I work for the Framingham State Alumni Office. Much of my job is database management and maintenance.

Today I was given a spreadsheet of 4,000 donor addresses and instructed to look up the full postal (ZIP) code for each one, and update the donor database with that information. Most of the entries already contained a five digit ZIP, but my supervisor wanted the full postal code (five digit ZIP plus four digit suffix; see here for more information). Since manually searching for ZIP codes is inefficient, I decided to automate it. A Python script would do.

After some Googling, I realized that there were few data sources for ZIP+4 codes. Google's Maps API only exposes the first five digits, and Yahoo's relevant APIs were deprecated years ago. Since USPS invented and maintains the ZIP code system and the databases containing ZIP codes, I wondered if USPS itself had an API. If so, the script would always be able to fetch accurate data.

Turns out, USPS has a ZIP lookup tool. It's very simple to fill out a form and get a full nine digit ZIP code for any US address.

However, the tool doesn't respond to direct requests, such as those made by a script. Clicking the "submit" button makes an AJAX request to an API endpoint located here. I opened up Firefox devtools and examined the requests my browser was making so I could replicate them in Python.

The API accepts POST requests as input in the following format:

{
    "address1":     "",
    "address2":     "",
    "city":         "",
    "companyName":  "",
    "state":        ""
}

address1, city, and state are required parameters, while address2 and companyName can be omitted. state is a 2-letter state code (such as MA or HI).

After analyzing the API, I was ready to make my own API calls with a Python script. The script itself is very short and is purpose-built to scrape ZIP codes for an input list of addresses.

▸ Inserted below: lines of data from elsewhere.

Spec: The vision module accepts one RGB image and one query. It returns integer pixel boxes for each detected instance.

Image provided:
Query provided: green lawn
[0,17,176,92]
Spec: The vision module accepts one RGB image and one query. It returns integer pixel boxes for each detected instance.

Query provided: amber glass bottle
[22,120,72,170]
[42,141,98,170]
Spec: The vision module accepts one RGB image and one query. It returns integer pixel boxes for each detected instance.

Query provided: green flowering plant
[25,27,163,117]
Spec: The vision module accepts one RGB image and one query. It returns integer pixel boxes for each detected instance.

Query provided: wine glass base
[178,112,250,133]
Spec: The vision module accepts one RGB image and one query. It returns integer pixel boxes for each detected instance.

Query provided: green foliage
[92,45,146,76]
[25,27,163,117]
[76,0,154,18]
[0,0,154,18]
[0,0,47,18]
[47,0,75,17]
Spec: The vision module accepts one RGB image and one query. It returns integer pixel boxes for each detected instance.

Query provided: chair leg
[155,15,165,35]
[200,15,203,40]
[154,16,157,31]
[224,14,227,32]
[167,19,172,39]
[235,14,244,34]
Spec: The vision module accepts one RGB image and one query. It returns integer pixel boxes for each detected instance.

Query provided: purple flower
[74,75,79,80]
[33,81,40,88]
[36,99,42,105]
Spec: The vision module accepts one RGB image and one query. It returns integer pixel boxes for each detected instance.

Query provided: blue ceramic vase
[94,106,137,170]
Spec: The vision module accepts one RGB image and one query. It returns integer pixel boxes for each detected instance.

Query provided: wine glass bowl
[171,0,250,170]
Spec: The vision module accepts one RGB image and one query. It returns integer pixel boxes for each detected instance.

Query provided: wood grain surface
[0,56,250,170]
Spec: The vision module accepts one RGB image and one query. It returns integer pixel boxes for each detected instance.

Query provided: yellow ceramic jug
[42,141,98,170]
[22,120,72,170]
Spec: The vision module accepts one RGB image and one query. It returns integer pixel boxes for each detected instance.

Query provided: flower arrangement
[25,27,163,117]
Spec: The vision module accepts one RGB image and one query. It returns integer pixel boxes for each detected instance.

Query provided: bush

The most time-consuming part of writing the script was wrangling the API. If a request doesn't contain a User-Agent header, the API won't respond. It took some trial-and-error to figure out which header(s) was causing the issue, but once I got it working the rest of the script was simple to write.

The script takes input in the form of a file input.txt containing a newline-delimited list of addresses in the form:

123 Main Street, Somewhere, MA
321 Some Street, Elsewhere, HI
...

For each address, the script will look up the ZIP code, append that to the address, and write the result to a file output.txt.

The script is on GitHub. As always, I will accept pull requests containing fixes or new features.